There has already been backlash about the book; many would have been better pleased if she had followed the path old ladies are supposed to take and did not admit to any lingering libido. Of course, then there would not have been any book, and then there would not have been as happy and as fulfilled an author. Most readers will be rooting for her, as she grins against the disappointments life and men inevitably hand her. She cannot help loving them, and enjoying in particular their legs, buttocks, and penises, about which she writes with gusto. She may be needy, but she is also frisky and honest. She is neither noble nor pitiable, but simply reluctant to let physical thrills be a part of the past, something that only young people savor. She is brightly appreciative of the intellectual thrills of meeting interesting men, too. This is a unique memoir by a funny and irrepressible lady, and a sexy one as well.
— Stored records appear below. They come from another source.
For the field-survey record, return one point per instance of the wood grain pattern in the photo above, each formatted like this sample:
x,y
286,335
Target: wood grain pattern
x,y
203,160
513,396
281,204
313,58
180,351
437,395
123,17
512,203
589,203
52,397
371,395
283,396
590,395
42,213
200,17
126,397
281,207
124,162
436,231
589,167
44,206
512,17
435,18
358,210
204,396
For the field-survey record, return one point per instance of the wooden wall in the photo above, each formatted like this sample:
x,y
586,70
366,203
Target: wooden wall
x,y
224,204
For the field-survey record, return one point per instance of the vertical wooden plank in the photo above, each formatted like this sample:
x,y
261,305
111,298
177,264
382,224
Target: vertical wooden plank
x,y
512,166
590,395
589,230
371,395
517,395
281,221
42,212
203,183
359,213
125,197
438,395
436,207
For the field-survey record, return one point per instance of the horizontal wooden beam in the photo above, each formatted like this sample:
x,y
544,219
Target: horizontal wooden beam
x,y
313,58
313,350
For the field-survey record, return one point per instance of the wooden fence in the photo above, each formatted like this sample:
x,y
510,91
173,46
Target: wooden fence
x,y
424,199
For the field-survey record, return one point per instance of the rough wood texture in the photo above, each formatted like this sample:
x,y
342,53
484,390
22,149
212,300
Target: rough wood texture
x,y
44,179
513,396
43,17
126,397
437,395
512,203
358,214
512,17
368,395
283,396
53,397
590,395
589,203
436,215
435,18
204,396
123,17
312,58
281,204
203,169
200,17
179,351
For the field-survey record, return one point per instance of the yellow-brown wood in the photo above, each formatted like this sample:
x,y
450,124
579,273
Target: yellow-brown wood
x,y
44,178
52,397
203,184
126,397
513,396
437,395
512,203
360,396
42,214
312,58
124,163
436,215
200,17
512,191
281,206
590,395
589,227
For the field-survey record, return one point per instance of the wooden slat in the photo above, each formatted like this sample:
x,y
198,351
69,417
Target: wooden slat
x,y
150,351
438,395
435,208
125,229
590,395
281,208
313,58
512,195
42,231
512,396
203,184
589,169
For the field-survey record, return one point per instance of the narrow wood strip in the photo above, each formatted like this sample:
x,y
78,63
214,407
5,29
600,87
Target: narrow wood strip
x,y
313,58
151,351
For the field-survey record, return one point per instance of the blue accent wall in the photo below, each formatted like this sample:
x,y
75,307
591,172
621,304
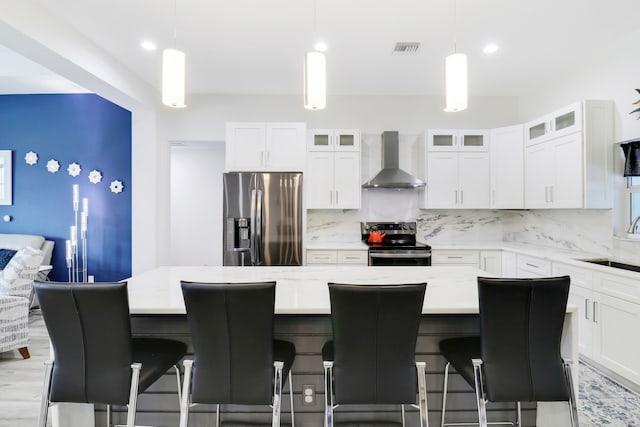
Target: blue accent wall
x,y
81,128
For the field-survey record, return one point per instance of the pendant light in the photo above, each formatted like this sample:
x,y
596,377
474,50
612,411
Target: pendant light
x,y
173,72
315,81
315,75
456,75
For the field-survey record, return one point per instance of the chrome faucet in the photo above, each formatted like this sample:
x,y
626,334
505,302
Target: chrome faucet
x,y
634,224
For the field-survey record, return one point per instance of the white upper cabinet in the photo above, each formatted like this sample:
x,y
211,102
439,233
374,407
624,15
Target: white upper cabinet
x,y
457,181
553,175
559,123
572,166
333,169
265,147
333,140
506,153
457,140
455,166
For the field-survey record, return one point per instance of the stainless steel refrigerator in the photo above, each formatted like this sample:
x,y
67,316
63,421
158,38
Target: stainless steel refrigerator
x,y
262,218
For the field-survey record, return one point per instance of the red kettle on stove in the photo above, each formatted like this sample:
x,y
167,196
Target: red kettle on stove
x,y
376,237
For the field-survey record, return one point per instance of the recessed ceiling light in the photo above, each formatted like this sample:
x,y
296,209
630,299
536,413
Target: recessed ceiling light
x,y
148,45
490,48
320,46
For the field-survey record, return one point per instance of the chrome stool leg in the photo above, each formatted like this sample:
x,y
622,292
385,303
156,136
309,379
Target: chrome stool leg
x,y
445,386
293,422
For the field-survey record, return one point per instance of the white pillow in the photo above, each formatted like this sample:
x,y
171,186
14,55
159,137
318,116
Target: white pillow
x,y
17,277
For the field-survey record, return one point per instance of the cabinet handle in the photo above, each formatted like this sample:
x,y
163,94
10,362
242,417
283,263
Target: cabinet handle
x,y
586,308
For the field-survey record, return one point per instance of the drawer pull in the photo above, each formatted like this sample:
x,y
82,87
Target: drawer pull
x,y
586,308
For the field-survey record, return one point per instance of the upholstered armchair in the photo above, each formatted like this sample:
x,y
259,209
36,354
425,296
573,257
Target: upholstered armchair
x,y
16,282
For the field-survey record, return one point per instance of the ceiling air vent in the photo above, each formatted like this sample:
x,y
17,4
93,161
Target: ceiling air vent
x,y
406,48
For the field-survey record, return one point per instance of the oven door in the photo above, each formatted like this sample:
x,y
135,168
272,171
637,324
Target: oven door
x,y
399,257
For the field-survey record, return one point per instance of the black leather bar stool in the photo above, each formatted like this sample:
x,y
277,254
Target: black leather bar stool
x,y
236,359
517,356
371,359
95,358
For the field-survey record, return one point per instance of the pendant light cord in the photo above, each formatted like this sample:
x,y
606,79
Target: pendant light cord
x,y
175,24
455,26
315,18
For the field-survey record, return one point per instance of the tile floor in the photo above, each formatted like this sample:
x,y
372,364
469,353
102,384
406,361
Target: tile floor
x,y
602,401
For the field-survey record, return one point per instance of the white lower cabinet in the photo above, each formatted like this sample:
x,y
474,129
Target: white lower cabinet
x,y
487,260
336,257
607,323
469,258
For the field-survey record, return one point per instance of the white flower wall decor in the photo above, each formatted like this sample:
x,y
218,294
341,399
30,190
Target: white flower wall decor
x,y
74,169
95,176
31,158
53,166
116,186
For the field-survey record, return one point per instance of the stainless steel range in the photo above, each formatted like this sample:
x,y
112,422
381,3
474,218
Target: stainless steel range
x,y
394,244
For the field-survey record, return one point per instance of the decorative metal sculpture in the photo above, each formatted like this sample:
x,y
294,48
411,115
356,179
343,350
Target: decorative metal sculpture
x,y
637,110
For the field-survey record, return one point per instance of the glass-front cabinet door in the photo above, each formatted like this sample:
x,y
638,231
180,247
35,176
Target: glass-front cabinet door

5 stars for the writing; 5 stars for bravery; 5 for content5
Long awaited book since the first reviews and all the hype appeared. Thank goodness she lives in Berkeley, 2 minutes from me, as that means I'll be able to attend a book reading somewhere nearby. The lady's got guts, chutzpah, joie de vivre, etc - - - but most of all, boy, can she write!
The narrative arc of A Round-Heeled Woman is framed on Juska's desire for a truly fulfilling sexual relationship for, one may assume, the first time in her life. After decades as a teacher and a single mom, looking old age eyeball-to-eyeball, she leaps into the bizarre world of Personals Ads and comes up a winner.
Deeper, however, than the sexual narrative, is the story of her blossoming as a fully-actualized woman.
What's not to love about this book? I didn't find anything.

Reading Jane Juska is like talking to a good friend5
Jane Juska's new book, A Round Heeled Woman, is not just a tale of the results of her advertisement for a sexual relationship with "a man I like". She meets some wonderful and some not so wonderful men, and the reader suffers through the disappointments and rejections and cheers the successes. (And there are several.) Yet it is her narrative of teaching in High School and at San Quentin that is so poignant and shows as much about who she is as does the ad which depicts her as a daring woman who is looking for a connection at long last, a woman who "wants to be touched" . One hopes that she writes another book, and quickly, about her teaching years, all forty of them, and in particular more about her prison students. This book is true and real and very funny and I couldn't put it down. I for one would love to meet this remarkable woman.